Molto interessante e originale è il contributo di Adriana Coppola, “Co-decidere” è “co-gestire”?, dedicato alla considerazione (scettica) e alla valutazione (non positiva) che la Cisl aveva per decenni riservato alla vicenda della Mitbestimmung. Un atteggiamento che in parte cambierà negli ultimi decenni (come ha ricordato Bruno Manghi), ma che svela gli aspetti problematici derivanti dagli investimenti prioritari (organizzativi e culturali) riservati alla contrattazione collettiva e dalla radicata diffidenza nei confronti degli interventi legislativi.
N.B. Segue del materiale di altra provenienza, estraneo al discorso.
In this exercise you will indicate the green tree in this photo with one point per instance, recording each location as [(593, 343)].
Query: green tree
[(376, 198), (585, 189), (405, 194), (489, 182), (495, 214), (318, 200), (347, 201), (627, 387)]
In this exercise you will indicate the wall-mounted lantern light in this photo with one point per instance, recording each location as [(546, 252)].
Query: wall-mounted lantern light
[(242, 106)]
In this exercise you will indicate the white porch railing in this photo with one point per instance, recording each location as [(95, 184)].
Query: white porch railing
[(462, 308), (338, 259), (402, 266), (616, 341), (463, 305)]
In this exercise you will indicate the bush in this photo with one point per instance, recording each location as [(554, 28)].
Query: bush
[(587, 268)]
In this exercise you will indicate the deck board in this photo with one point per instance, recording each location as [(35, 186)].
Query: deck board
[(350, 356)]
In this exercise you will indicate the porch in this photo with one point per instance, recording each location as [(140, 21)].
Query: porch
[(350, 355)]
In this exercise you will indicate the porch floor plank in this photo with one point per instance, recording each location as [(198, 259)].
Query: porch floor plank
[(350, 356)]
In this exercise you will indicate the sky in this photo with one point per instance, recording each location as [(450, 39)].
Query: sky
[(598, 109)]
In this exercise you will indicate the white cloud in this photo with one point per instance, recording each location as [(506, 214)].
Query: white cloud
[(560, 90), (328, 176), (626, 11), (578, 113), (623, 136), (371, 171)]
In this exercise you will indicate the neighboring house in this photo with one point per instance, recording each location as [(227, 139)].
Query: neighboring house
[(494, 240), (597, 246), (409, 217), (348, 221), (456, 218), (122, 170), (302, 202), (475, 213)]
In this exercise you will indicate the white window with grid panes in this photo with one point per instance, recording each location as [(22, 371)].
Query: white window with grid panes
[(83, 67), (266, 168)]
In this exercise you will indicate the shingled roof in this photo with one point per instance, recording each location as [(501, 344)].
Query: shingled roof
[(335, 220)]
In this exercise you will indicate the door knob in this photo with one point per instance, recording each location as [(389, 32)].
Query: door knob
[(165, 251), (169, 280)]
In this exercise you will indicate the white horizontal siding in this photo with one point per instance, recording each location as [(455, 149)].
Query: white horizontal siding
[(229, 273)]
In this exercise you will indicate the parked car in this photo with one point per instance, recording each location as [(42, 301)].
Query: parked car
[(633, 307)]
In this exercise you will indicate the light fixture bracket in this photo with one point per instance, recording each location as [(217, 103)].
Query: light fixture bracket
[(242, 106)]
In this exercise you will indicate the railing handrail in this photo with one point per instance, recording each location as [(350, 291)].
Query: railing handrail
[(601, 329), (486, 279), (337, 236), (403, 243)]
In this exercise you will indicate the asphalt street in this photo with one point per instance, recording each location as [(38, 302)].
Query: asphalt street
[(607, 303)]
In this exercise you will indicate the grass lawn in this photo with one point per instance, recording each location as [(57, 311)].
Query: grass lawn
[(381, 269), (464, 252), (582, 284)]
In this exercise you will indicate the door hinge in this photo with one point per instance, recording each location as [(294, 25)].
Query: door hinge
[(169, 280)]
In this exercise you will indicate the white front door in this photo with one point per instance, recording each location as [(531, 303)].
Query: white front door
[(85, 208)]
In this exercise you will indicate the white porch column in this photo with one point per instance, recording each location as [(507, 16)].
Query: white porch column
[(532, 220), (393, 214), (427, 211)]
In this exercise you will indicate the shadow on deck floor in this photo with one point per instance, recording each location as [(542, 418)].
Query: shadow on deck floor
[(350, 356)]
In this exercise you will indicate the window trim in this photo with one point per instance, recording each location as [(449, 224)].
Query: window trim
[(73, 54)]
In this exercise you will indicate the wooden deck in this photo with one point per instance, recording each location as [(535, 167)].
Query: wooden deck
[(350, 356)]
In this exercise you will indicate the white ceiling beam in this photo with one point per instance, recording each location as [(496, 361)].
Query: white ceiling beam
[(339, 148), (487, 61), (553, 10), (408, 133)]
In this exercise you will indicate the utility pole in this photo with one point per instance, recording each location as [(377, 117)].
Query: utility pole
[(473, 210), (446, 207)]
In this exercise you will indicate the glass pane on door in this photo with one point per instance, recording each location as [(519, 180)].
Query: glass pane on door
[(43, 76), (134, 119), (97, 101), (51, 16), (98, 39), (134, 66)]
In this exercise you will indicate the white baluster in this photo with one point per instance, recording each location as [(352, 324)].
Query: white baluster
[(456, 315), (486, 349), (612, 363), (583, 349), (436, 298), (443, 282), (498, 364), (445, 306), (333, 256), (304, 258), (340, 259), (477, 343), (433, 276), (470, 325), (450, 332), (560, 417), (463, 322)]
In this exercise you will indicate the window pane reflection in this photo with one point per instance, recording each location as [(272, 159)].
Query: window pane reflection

Semmai alcune delle “gemme” negli anni sessanta e settanta si rivolgeranno verso le esperienze di autogestione, mostrando un naturale orientamento verso l’innovazione, ma anche una sottovalutazione delle ragioni e degli effetti del fallimento storico del movimento sindacale italiano, ovvero la mancata realizzazione delle istituzioni per la partecipazione dei lavoratori, nonostante la legittimazione fornita dall’art. 46 della Costituzione.
Su altre “gemme” il volume fornisce evocativi resoconti, che qui possiamo solo ricordare, dalla influenza di Simone Weil (nel contributo di Marcella Filippa) all’esempio di César Chávez, eroe del community organizing nei sindacati americani (nel saggio accurato e appassionato di Francesco Lauria), fino al coinvolgimento intenso nella vicenda di trasformazione dei sindacati brasiliani, una partecipazione questa che, sul piano emotivo, etico, culturale, va ben oltre i limiti delle meritorie attività di sostegno messe in atto da numerosi sindacati europei a favore dei movimenti sindacali dell’America Latina. Attività queste, nei confronti del Sud del mondo e in Polonia con il nascente Solidarnosc, che hanno comunque visto coinvolta tutta la confederazione al meglio della sua cultura, distante dalle deformazioni e strumentalizzazioni ideologiche-politiche, come emerge dai contributi di Iuliano, Cuevas, Gabaglio. Nell’insieme, per la considerazione e gli stimoli, sulle “gemme” e sull’albero della cultura Cisl, questo volume ci dice molto. Speriamo che ne seguano altri.